There are mainly two kinds of recommendation systems used for content recommendation (such as movies, music and many other scenarios), namely, content-based filtering and collaborative filtering. Both the methods have their strengths and weaknesses. Content-based recommendation systems use the metadata about movies such as title, user ratings, genre, cast, director, date of release and many other metrics to present movies similar to what the user has selected or rated. On the other hand, collaborative filtering uses data about the ratings given by different users to the different movies on the platform. This method asks the user to rate a few movies; it then searches among the platform’s users to find users with similar tastes and then recommends the movies liked by those users to the active user. Both types of techniques work well in different contexts and both suffer in different contexts.

Movie Recommendation System Based on Movie Swarm[1]

In this paper, a new concept/algorithm was explored for movie recommendation systems — movie swarm mining. It uses two pruning rules and vertical data format frequent item mining. It solves the new item recommendation problem and provides an idea about the current trends of popular movies and user interests.
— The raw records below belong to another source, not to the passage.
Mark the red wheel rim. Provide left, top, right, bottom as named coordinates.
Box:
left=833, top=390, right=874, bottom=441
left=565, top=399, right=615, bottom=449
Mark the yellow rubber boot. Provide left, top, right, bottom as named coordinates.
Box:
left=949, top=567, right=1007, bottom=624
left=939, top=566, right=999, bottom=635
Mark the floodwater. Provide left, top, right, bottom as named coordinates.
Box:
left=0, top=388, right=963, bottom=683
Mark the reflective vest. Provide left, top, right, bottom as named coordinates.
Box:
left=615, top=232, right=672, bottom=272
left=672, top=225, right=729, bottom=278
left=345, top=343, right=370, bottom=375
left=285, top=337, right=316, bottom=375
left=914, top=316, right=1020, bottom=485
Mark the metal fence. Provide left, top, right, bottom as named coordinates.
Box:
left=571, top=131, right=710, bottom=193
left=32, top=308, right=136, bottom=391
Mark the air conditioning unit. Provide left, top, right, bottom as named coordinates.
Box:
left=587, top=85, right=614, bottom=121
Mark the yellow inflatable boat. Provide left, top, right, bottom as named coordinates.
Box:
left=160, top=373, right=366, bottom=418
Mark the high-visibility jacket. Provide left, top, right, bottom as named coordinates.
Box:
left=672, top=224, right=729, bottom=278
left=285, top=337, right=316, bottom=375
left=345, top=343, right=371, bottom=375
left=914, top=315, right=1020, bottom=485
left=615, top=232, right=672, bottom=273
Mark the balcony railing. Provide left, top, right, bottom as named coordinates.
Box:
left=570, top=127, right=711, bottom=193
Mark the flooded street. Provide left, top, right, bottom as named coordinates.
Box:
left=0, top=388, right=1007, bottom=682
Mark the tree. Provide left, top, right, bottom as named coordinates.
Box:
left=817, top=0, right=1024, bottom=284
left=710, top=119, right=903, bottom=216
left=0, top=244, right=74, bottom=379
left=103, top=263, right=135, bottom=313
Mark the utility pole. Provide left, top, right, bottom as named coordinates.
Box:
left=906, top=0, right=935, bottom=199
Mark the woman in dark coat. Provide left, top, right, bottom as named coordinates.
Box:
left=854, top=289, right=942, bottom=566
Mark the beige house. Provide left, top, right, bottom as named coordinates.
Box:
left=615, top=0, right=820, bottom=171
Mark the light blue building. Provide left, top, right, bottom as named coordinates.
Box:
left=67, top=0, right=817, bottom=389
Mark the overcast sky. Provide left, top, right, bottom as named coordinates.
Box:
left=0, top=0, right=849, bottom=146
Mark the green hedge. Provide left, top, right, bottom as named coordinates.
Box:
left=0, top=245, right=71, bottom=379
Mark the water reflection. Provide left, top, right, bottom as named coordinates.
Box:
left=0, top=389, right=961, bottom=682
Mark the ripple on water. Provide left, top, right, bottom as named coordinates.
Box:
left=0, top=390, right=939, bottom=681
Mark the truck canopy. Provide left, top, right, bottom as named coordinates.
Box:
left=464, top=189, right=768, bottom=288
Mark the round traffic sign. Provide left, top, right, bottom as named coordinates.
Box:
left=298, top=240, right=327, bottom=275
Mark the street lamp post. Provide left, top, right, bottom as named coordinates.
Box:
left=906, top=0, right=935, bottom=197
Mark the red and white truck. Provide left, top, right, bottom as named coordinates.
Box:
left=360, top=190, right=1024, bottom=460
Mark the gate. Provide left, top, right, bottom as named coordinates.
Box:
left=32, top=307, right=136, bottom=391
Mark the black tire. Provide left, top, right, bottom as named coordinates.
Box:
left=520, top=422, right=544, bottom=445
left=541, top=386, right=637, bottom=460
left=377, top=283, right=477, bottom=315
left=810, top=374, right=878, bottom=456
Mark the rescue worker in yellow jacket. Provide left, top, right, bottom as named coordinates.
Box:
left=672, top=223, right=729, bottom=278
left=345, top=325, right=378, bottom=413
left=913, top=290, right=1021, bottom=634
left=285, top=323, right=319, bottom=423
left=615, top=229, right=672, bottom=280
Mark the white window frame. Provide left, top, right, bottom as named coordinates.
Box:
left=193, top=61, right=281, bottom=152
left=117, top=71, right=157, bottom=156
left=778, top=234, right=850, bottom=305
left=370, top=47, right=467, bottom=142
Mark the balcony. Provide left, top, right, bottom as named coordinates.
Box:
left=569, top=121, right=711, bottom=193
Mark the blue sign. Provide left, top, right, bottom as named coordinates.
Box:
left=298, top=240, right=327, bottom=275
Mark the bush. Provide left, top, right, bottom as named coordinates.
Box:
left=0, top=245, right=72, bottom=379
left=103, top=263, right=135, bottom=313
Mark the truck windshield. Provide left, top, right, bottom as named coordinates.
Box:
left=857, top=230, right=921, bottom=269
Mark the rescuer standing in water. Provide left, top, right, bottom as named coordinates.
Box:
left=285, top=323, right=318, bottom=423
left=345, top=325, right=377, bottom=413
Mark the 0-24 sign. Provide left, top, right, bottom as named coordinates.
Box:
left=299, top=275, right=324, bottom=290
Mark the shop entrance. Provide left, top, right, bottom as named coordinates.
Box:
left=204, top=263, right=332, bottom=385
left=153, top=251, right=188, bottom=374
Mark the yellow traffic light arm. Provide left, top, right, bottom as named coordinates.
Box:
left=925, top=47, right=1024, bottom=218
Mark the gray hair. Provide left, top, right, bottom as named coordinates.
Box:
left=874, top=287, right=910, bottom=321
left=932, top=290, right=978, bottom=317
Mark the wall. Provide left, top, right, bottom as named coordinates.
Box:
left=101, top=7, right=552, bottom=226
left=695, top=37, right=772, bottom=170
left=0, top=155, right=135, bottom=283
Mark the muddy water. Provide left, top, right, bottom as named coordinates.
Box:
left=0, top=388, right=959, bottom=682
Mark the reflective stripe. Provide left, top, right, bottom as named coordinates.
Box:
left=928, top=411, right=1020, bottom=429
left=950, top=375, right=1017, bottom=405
This is very helpful for movie producers to plan new movies. The paper claims that the proposed method is more efficient than the collaborative filtering method and content-based recommendation system. The movie recommendation system mines movie databases to collect all the important information, such as popularity and attractiveness, required for a recommendation. The paper went on talking about how content-based methods of recommendation or collaborative filtering fail at some point or the other — critical point of failure being unable to recommend to new users. However a hybrid of both these approaches though minimises the issues, yet it faces difficulties in dealing with new users.

A Hybrid Approach for Movie Recommendation[2]

This paper aims to make a hybrid recommendation system using both recommendation systems and switching between the two whenever deemed appropriate. This switching happens on criteria defined by the authors where the authors use collaborative filtering by default but switch to content filtering when the performance of collaborative filtering is poor. We also plan on implementing a hybrid recommendation system of sorts utilising the metadata about the movies as well as the user interaction data.

Dataset

Dataset Description

Our dataset contains the following attributes of the movie:

IMDB title id: a unique id to uniquely identify the movie.
title: the current title of the movie (after remake/redub etc).
original title: the title of the movie when it was released in its original format.
genre: the genre of the movie which can be one or more for each movie.
country: the country in which the movie was released.
language: the language in which the movie was dubbed.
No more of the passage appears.